Liora berjalan terseok karena dressnya. Ia berjalan susah payah menyusuri pemakaman. Hingga sepenuhnya berhenti di depan sebuah tembok nisan yang menyimpan abu almarhum ayah kandungnya.
"Ayah, Liora kangen sama ayah." Air mata gadis itu menetes, wajahnya benar-benar pilu.
"Kenapa ayah tega, ninggalin Liora sendirian?"
Dihabiskannya waktu berjam-jam menangis di depan tembok nisan ayahnya. Sungguh, Liora benar-benar hancur sekarang. Tanpa Liora sadari, seseorang sedari tadi mengikutinya. Wajahnya amat khawatir tapi ia tidak ingin membiarkan Liora sendirian. Jika ia mendekat pasti Liora akan kabur, jadi ia hanya bisa memperhatikan Liora dari jarak yang cukup jauh.
🌷
Klek!
Liora membuka pintunya, berjalan terburu-buru dengan muka menunduk. Gadis itu sudah dalam keadaan segar dan bersiap menuju kampusnya. Satu jam lagi kelas pagi akan dimulai. Langkahnya terhenti karena ibu menatapnya dengan penuh rasa bersalah.
"Liora, sarapan dulu sayang."
"Liora mau sarapan diluar aja, Bu." Gadis itu masih mencium punggung tangan ibunya. Kemudian cepat berlalu meninggalkan rumah.
Tanpa sadar, air mata Liora menetes sendiri. Ia masih terbayang semua kenangan bersama mendiang ayahnya di rumah ini.
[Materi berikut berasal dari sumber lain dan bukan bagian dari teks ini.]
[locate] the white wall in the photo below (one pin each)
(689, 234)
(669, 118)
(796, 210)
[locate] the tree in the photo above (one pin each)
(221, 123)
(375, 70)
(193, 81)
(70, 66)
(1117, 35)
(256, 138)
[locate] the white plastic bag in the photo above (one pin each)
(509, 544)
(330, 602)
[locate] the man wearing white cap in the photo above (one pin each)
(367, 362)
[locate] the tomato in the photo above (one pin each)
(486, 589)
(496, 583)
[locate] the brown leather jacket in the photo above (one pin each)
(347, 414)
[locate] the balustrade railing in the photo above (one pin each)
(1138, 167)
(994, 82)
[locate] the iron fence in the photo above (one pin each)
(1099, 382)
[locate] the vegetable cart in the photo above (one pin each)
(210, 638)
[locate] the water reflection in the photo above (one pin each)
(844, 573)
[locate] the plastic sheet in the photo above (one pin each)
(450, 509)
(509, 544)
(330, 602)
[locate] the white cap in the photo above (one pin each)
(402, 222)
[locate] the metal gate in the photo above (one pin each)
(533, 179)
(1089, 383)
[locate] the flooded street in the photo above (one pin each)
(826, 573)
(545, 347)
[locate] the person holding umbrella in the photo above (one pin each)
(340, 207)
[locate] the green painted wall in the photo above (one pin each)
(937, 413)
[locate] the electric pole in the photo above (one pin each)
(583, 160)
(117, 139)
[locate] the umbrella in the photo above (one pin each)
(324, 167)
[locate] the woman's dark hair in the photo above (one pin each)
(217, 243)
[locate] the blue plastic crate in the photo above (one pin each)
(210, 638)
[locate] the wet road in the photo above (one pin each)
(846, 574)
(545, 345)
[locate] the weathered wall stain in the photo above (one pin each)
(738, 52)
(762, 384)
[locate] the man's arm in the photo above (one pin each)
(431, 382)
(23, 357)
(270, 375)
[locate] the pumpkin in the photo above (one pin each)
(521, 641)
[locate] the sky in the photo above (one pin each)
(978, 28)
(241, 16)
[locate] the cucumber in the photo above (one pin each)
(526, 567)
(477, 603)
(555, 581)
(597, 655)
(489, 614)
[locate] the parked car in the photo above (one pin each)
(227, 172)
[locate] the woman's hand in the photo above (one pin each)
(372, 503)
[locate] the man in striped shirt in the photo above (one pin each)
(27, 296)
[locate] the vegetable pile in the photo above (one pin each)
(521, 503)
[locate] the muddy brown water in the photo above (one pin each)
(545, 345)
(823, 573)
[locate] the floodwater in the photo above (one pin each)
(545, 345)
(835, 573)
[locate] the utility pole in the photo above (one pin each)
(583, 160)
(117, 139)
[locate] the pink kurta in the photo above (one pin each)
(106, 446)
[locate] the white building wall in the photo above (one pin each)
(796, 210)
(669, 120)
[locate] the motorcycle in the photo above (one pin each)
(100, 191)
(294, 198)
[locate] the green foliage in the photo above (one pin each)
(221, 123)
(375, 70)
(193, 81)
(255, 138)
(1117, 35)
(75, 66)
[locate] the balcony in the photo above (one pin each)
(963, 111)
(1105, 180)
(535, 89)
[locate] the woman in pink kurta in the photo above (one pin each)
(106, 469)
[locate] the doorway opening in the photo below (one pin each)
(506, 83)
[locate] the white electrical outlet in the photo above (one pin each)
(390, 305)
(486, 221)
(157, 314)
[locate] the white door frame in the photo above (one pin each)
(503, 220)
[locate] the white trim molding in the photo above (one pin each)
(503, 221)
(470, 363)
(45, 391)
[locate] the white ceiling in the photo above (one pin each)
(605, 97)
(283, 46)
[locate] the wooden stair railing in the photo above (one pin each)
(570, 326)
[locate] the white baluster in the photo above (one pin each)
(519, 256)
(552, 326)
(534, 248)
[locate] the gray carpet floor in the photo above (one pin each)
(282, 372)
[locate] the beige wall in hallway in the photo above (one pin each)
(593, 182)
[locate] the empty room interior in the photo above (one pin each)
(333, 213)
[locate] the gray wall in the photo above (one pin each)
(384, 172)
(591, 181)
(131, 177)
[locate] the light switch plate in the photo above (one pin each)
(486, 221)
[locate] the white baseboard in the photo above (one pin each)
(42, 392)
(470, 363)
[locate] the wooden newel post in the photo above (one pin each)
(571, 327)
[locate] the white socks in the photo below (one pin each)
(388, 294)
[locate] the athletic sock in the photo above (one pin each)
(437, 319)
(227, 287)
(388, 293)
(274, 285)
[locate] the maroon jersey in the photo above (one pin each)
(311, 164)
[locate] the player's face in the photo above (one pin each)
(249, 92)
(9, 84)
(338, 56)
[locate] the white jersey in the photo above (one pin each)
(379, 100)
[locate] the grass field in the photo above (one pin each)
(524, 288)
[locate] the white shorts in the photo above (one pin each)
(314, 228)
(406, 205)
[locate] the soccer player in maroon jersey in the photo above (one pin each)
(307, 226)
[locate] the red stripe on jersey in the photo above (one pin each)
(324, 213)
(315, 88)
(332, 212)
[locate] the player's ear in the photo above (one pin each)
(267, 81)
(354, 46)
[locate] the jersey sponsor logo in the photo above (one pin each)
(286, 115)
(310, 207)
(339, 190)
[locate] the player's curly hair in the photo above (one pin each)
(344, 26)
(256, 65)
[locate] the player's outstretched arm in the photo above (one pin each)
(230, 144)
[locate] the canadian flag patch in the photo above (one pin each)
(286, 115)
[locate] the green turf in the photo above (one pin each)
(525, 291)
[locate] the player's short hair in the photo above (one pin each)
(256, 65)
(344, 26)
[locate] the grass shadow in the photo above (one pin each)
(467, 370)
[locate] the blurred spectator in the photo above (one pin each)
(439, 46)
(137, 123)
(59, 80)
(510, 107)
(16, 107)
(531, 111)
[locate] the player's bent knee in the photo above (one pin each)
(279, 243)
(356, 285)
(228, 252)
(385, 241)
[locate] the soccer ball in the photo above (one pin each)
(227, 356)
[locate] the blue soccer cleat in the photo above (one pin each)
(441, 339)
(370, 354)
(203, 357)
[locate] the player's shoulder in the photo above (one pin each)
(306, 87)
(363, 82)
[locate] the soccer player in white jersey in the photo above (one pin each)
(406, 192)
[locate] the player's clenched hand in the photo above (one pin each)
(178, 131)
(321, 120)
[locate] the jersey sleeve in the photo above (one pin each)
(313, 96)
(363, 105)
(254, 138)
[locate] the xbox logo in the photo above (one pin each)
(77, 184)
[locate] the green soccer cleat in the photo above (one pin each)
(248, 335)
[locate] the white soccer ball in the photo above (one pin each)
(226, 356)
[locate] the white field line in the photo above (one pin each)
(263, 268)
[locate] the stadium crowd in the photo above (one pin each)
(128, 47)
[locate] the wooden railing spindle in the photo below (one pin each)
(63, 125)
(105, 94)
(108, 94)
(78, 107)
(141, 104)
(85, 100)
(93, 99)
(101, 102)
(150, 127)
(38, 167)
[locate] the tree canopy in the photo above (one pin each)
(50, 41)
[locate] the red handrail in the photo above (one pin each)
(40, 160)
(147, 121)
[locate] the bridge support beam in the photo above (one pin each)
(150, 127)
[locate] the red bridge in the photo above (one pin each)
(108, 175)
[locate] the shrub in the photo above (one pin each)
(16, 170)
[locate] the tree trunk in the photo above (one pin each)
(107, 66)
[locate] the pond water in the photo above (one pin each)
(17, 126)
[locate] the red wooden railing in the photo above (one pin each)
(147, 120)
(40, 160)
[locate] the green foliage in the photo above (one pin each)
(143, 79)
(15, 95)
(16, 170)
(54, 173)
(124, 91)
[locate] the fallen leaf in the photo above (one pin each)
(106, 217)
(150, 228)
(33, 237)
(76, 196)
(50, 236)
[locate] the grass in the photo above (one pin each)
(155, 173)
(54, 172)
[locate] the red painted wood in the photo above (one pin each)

Bahkan kemarin ia menolak mentah-mentah saat Om Shindong menawarkan ibu untuk tinggal di rumahnya. Liora enggan, jadi ibunya memilih menetap untuk anak putrinya.
"Sion, tolong jaga Liora ya." Ibu menepuk kedua pundak Sion.
Pemuda yang semakin bertumbuh dewasa menjadi seorang mahasiswa di kampus yang sama seperti Liora itu mengangguk. Tersenyum tulus membuat sang ibu amat yakin. Jika Sion memang ditakdirkan Tuhan untuk menjaga anak putrinya. Meski sekarang mereka masih terlibat konflik atas batin Liora yang bergejolak.
"Oh Sion, ibu percaya sama kamu ya Nak. Maafin sikap kekanakan Liora. Dia memang masih sering terjebak pada masa kecilnya. Itu semua karena dia terlalu di manja sebagai anak tunggal."
"Iya Ibu, gak masalah. Namanya juga anak perempuan. Justru kalau Liora gak dijaga dan di manja sejak kecil. Dia bakalan jadi cewek liar." Sion mengulas senyumnya.